Born in Bordeaux, France, April 5, 1943, the cardinal was ordained to the priesthood in 1969 and entered the Vatican's diplomatic service in 1975. He worked in apostolic nunciatures in the Dominican Republic and Lebanon from 1975 to 1983. He was a representative to the Conference on Security and Cooperation in Europe from 1983 to 1988, pressing the Vatican's position on human rights at a time when the Soviet-bloc regimes of Eastern Europe were weakening.

He was called to work in the Secretariat of State, first named undersecretary for relations with states in 1988, then secretary of the department in 1990. For the next 13 years, he was St. John Paul II's "foreign minister," the official who dealt with all aspects of the Vatican's foreign policy.

Most of his work has been behind the scenes, with daily unpublicized meetings with diplomats accredited to the Holy See and with visiting dignitaries. But sometimes he was called upon to express Vatican positions more openly -- on war and peace, on the Holy Land or on the rights of minority Catholic communities.
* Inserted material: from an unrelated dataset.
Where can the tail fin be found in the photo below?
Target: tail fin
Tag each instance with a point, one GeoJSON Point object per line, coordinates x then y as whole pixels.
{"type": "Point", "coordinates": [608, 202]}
John Paul ordained him an archbishop in January 1991 and elevated him to the College of Cardinals in 2003, soon after making him head of the Vatican Library and the Vatican Secret Archives.

In 2007, Pope Benedict XVI then named him president of Pontifical Council for Interreligious Dialogue, the office overseeing the Vatican's dialogue efforts with representatives of other faiths, including Islam. The pope had placed the interreligious council under the wing of the Pontifical Council for Culture in 2006 but, with Tauran's appointment, he returned the office to its previous autonomy and high profile.
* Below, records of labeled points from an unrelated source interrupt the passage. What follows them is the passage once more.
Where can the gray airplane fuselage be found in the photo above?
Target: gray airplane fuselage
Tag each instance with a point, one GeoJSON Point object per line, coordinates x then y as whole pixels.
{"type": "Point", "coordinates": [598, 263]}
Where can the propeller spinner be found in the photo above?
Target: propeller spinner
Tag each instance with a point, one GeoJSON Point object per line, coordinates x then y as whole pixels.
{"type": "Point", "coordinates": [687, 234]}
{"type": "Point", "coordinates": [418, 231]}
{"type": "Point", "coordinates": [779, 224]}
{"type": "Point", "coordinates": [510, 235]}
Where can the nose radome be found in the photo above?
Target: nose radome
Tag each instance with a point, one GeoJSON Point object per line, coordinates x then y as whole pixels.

Addressing a conference on Muslim-Christian dialogue in Qatar in 2004, Tauran told participants that political leaders have nothing to fear from true religious believers.

"Believers who are recognized and respected for who they are will be more inclined to work together for a society of which they are full members," he said.
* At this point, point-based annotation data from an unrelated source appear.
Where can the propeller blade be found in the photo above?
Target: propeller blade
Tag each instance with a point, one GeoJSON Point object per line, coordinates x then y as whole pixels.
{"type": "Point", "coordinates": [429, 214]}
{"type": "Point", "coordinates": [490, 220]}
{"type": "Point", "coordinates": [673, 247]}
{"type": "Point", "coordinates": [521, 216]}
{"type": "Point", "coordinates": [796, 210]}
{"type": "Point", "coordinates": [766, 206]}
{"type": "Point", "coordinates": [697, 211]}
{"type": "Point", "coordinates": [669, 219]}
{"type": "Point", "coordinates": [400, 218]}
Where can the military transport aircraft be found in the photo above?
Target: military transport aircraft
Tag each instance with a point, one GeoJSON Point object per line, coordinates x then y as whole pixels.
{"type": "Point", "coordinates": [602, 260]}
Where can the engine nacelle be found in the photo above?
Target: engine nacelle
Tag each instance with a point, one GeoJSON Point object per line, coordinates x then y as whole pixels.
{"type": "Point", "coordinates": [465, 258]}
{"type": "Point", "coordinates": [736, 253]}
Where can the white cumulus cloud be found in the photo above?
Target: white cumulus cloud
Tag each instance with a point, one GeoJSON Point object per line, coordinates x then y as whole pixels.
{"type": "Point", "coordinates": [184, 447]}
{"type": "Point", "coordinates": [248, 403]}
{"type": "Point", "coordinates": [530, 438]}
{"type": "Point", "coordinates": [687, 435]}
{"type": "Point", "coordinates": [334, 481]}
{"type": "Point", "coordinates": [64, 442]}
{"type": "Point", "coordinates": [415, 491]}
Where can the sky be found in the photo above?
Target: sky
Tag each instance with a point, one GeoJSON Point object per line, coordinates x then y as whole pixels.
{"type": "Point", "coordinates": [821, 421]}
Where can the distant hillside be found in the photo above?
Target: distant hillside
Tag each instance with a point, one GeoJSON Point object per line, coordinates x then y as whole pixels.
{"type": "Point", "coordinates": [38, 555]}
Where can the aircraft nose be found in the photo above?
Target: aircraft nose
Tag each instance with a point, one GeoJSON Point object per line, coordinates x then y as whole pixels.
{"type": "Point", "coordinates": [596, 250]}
He once told diplomats that the reason then-Pope John Paul made so many pronouncements against world conflicts and wars was not in an attempt to get involved in politics, "but to show men and women the correct path, to revive their consciences, to highlight rights and the commitments made to them, and to repeat with new words the Gospel beatitude: 'Blessed are the peacemakers.'"

His death leaves the College of Cardinals with 225 members, 124 of whom are under 80 and therefore eligible to vote in a conclave.